Moscow has long insisted that the pact, named after German Foreign Minister Joachim von Ribbentrop and his Soviet counterpart Vyacheslav Molotov, was a necessary evil to delay the Nazi invasion. Modern Russia also strongly resents attempts to equalize Nazi Germany and the Stalin-led Soviet Union, whose troops caused well over half of Germany's military losses and also paid the highest price to defeat the Nazi war machine.
Poland's pre-war envoy 'anti-Semitic pig'
Earlier this month, Russian President Vladimir Putin said the EU Parliament resolution was "not based on anything real."
"They are very nearly blaming the Soviet Union, alongside Nazi Germany, for causing the Second World War," Putin said.
This week, Putin restated his criticism while addressing Russia's top military brass, pointing out that western Allies appeased the Hitler regime before the Molotov-Ribbentrop pact. He said that this stance, illustrated by the acceptance of German annexation of Czechoslovakia in 1938, was also to blame for the conflict and for the Soviet Union's decision to sign the non-aggression pact.
Putin also focused his criticism on Poland's ambassador to Berlin during the pre-war years, describing him as a "bastard" and "an anti-Semitic pig." The Russian president cited the ambassador's diaries as evidence that the diplomat had promised to build a statue of Adolf Hitler to thank him for removing Jews from the country.
"He expressed full solidarity with Hitler in his anti-Semitic views," Putin said.
'Tough but civil'
The head of Russian parliament, Vyacheslav Volodin, also angered Warsaw by saying that Polish authorities at the time "practically showed solidarity… with fascist Germany," and that the current Polish government should apologize for it.
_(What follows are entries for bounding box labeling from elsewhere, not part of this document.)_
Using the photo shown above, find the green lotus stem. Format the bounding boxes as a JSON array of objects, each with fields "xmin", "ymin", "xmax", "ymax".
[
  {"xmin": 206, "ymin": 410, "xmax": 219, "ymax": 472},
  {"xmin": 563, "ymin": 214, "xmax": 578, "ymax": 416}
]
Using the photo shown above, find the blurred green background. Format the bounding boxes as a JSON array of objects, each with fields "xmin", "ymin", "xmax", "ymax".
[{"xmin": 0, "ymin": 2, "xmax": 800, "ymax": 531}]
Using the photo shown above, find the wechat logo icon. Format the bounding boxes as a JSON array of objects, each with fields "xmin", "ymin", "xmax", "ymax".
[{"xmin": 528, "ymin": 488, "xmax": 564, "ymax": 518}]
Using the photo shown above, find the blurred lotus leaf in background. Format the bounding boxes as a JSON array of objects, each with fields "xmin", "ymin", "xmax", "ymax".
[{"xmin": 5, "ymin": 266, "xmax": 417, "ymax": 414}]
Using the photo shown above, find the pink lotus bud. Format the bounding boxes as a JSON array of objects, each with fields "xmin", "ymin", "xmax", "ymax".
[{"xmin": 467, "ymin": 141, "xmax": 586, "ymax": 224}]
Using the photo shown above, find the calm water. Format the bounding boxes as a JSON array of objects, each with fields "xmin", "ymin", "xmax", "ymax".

Poland responded by summoning Russia's ambassador Andreyev on Friday. Andreyev later described the talks as "tough but civil."
The Russian envoy has already stirred controversy in Poland — in 2015, he said that Warsaw "bears partial responsibility" for the events in 1939. He also claimed that the Soviet invasion of Poland which followed the Nazi attack was of a defensive nature to "ensure the safety of the USSR."